VOGONS


First post, by peterferrie

User metadata
Rank Oldbie
Rank
Oldbie

I looked today at how emm386.exe does DMA transfers, to see why it's not affected by wraparounds. What happens is that it has an internal 64kb buffer, and copies to/from there prior to performing the transfer. The internal buffer is required for DMA transfer because the underlying physical pages might not be contiguous in the requester's buffer.

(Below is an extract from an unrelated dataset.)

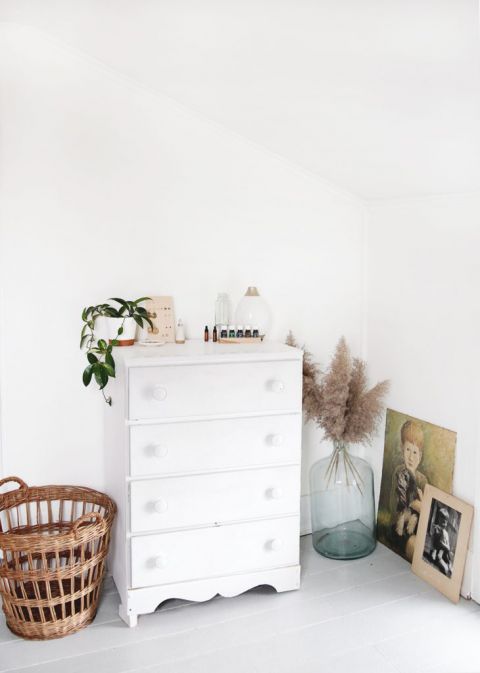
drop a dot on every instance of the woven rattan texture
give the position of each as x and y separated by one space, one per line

The copy is also done using flat mode so there's no wraparound in the requester's buffer, either.

That leads to a question regarding this code:
for ( ; size ; size--, offset++) {
if (offset>(dma_wrapping<<dma16)) {
LOG_MSG(...
}
offset &= dma_wrap;
Why not check for overflow before the copy starts?

Checking after every byte incurs quite a lot of overhead. Moving the check outside of the 'for' loop would also allow switching to an internal buffer to complete the transfer, and thus avoiding the wraparound completely. The &dma_wrap could then be removed, too.
That would improve the compatibility for several games.

Reply 1 of 6, by peterferrie

User metadata
Rank Oldbie
Rank
Oldbie

here's the code for my idea.

Reply 2 of 6, by ripsaw8080

User metadata
Rank DOSBox Author
Rank
DOSBox Author

The wrap check is for a log message, so it doesn't really have to be there. I think the check only needs to be inside the loop if more than one wrap per block is possible. If there can be only one wrap, it's easy to move the check outside:

    size <<= dma16;
offset <<= dma16;
Bit32u dma_wrap = ((0xffff<<dma16)+dma16) | dma_wrapping;
+ if ((offset+size)>(dma_wrapping<<dma16)) {
+ LOG_MSG("DMA segbound wrapping (read): %x:%x size %x [%x] wrap %x",spage,(dma_wrapping<<dma16)+1,(offset+size)-((dma_wrapping<<dma16)+1),dma16,dma_wrapping);
+ }
for ( ; size ; size--, offset++) {
- if (offset>(dma_wrapping<<dma16)) {
- LOG_MSG("DMA segbound wrapping (read): %x:%x size %x [%x] wrap %x",spage,offset,size,dma16,dma_wrapping);
- }
offset &= dma_wrap;
Bitu page = highpart_addr_page+(offset >> 12);

I tried using both messages with games that wrap, and so far have only seen one wrap per block, and both messages report the same numbers.

DOSBox now has a setting for ems=emm386 in SVN, would it make sense to hook the EMM386-specific behavior to that?

Seems like memory allocation and copying will have some performance hit, so what is the gain? Specifically, which games work better?

Reply 3 of 6, by peterferrie

User metadata
Rank Oldbie
Rank
Oldbie

It can't wrap more than once, because it's limited to 64kb.
The emm386 option actually disables the wrapping, so the behaviour is the same as what I have, and without changing that routine. However, my code avoids recalculating the page for every byte. If nothing else, the 'for' loop should be written as the 'while' loop that I have. I align to a page and then copy an entire page at a time. That's much faster.

Reply 4 of 6, by peterferrie

User metadata
Rank Oldbie
Rank
Oldbie

okay, here's the original code, but rewritten to use the fast 'while' loop.

Reply 5 of 6, by ripsaw8080

User metadata
Rank DOSBox Author
Rank
DOSBox Author

I've only seen DmaChannel::Read() calling the block read for a few bytes at a time (the "want" amount), so it seems like MEM_BlockRead() would be more effective if the sizes were larger.

DOSBox does not currently support decrementing transfers, but if such support were to be added, the existing block read loop is easy to change because of its byte-wise approach. I suppose MEM_BlockRead could have a decrementing variant, though. DOS games apparently tend not use decrementing transfers, but there are at least a couple of demoscene intros that do (and don't work correctly in DOSBox because of it).

Reply 6 of 6, by peterferrie

User metadata
Rank Oldbie
Rank
Oldbie

Supporting that would be easy enough - an 'if' to see if the bit is set, and then a variation of my code, but using a 'for' loop instead of the block copy, if it is.